Она дотянулась до сумочки, достала сигареты и спички, села в кресло, скинула туфли и подобрала ноги под себя. Никакого удовольствия от курения она не получала и вообще не понимала, для чего ей это нужно, но без было еще хуже. Выдув первое большое серое облако дыма, она неожиданно увидела Густава. Муж вышел из ванной в майке, спортивных штанах и старых рваных тапочках, слегка сутулясь – Густав был высокого роста, а тюрьма – не место, где удается сохранять хорошую осанку.
Поспешно, словно пойманный за проказой мальчишка, Лидия погасила сигарету, но муж словно и не заметил ее неловкого движения, подошел ко второму креслу, опустился в него и только после этого вопросительно посмотрел на жену.
«Эрвин пропал!»
Она рассказала Густаву об исчезновении Эрвина, муж слушал внимательно, как ему было свойственно. Вникать в контекст не было нужды, они встречались регулярно, Лидия держала Густава в курсе относительно всех событий, семейных и прочих, не скрывала от него ничего, естественно, и того несчастья, которое произошло с братом.

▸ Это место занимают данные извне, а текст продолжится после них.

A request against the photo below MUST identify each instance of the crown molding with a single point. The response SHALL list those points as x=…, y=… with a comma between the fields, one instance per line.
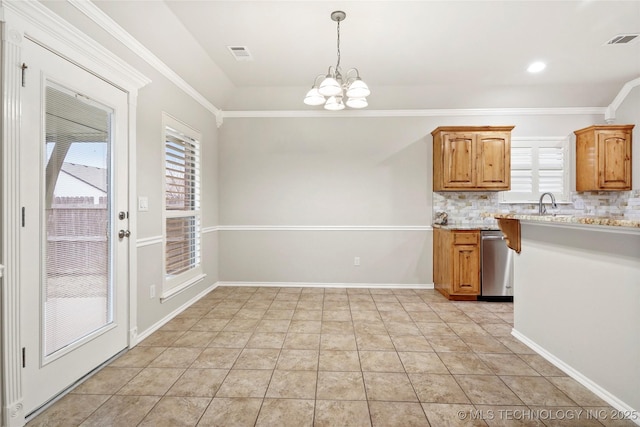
x=610, y=113
x=53, y=32
x=435, y=112
x=105, y=22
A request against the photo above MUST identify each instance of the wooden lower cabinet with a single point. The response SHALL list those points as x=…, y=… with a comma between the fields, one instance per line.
x=456, y=263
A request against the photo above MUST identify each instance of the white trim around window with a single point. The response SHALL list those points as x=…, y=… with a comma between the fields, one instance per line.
x=539, y=165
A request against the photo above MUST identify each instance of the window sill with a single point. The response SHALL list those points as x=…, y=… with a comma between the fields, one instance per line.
x=170, y=293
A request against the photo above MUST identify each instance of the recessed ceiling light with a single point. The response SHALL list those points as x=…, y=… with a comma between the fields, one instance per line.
x=536, y=67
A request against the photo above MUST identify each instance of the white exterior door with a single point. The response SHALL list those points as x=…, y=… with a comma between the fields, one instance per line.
x=73, y=195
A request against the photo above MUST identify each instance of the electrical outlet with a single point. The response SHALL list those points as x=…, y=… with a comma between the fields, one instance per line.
x=143, y=204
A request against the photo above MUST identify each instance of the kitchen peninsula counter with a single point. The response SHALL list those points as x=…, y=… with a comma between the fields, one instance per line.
x=577, y=298
x=605, y=221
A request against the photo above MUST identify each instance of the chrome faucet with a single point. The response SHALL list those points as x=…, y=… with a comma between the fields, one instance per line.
x=542, y=209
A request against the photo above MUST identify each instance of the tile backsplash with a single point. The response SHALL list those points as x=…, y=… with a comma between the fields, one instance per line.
x=477, y=207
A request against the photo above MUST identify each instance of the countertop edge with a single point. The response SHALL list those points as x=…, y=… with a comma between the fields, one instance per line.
x=596, y=223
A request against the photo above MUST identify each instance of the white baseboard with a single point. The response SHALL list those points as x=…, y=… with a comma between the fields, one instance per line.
x=578, y=376
x=160, y=323
x=330, y=285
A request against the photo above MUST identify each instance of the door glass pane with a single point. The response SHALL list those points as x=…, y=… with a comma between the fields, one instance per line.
x=76, y=283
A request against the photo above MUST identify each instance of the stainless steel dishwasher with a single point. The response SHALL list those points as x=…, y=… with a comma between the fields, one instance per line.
x=497, y=267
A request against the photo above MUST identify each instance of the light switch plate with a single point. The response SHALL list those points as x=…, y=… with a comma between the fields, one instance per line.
x=143, y=204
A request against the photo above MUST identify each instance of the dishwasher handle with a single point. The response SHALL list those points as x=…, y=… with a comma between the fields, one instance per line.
x=492, y=237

Вдруг она заметила, что взгляд мужа скользнул по ее правой руке, и покраснела.
«Мне больше ничего не оставалось, последняя зарплата полностью ушла на выплату долгов. Ты же знаешь, это кольцо мне никогда особенно не нравилось».

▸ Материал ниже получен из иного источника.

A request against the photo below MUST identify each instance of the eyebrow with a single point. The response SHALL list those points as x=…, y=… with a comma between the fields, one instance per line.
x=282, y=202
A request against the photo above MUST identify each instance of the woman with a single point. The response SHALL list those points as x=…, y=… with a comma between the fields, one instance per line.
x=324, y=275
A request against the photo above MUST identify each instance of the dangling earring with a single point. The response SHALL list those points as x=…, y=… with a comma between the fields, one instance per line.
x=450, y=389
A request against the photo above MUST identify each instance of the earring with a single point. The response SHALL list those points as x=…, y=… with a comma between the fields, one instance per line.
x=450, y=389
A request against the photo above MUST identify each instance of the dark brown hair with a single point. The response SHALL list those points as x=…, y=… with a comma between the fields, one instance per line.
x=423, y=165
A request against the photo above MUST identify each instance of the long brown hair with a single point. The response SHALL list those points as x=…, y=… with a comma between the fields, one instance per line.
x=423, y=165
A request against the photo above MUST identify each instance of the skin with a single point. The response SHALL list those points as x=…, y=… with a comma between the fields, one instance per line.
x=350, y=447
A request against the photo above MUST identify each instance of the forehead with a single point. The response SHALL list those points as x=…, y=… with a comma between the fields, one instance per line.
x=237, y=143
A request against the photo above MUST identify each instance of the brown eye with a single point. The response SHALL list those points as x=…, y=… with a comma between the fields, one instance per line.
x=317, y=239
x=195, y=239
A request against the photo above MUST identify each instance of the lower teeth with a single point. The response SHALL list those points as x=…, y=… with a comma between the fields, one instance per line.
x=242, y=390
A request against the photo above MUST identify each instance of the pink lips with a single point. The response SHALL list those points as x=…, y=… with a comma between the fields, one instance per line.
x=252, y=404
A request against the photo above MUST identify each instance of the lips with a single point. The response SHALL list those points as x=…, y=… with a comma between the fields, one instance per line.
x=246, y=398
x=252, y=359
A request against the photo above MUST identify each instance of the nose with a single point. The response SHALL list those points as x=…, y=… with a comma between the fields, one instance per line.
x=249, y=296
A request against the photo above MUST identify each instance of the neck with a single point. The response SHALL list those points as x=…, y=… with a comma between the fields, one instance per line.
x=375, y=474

Кольцо с рубином Лидии насильно сунула в руку ее дантист, еврейка, которой она осенью сорок первого помогла эвакуироваться. Они встретились случайно в вокзальной суматохе, немцы приближались со страшной скоростью, никто им не препятствовал, уже слышна была канонада. Лидия металась от вагона к вагону, умоляла офицеров, ее не хотели слушать, поезд был набит, в первую очередь от фашистов полагалось спасти коллектив советских мастеров искусства. В конце концов некий лейтенант сжалился и пустил их обеих в вагон. По дороге их атаковали немецкие самолеты, поезд остановился, все вышли и спрятались в поле, среди ржи, треск бортовых пулеметов заставлял непроизвольно жаться к земле, в паре метров от нее лежал какой-то русский солдат и тихонько напевал: «Онегин, я скрывать не стану, безумно я люблю Татьяну…» – и вдруг умолк. За это кольцо Лидия в пятницу получила в комиссионке кое-какие деньги, хватило, чтобы отправить немного Паулю, купить торт и цветы для Германа и еще билет в Ригу. И все же она боялась, что Густав, хотя бы вскользь, уголком рта, выразит свое недовольство, как случалось иногда раньше, когда Лидия делала какую-то лишнюю, по мнению мужа, покупку – транжирой она не была, но могла вдруг бессмысленно, как выражался муж, «швырнуть деньги на ветер»; однако сегодня ничего такого не последовало, серые глаза Густава глядели на нее с пониманием, только немного печально. Раньше муж был требовательнее, разлука сделала его более покладистым.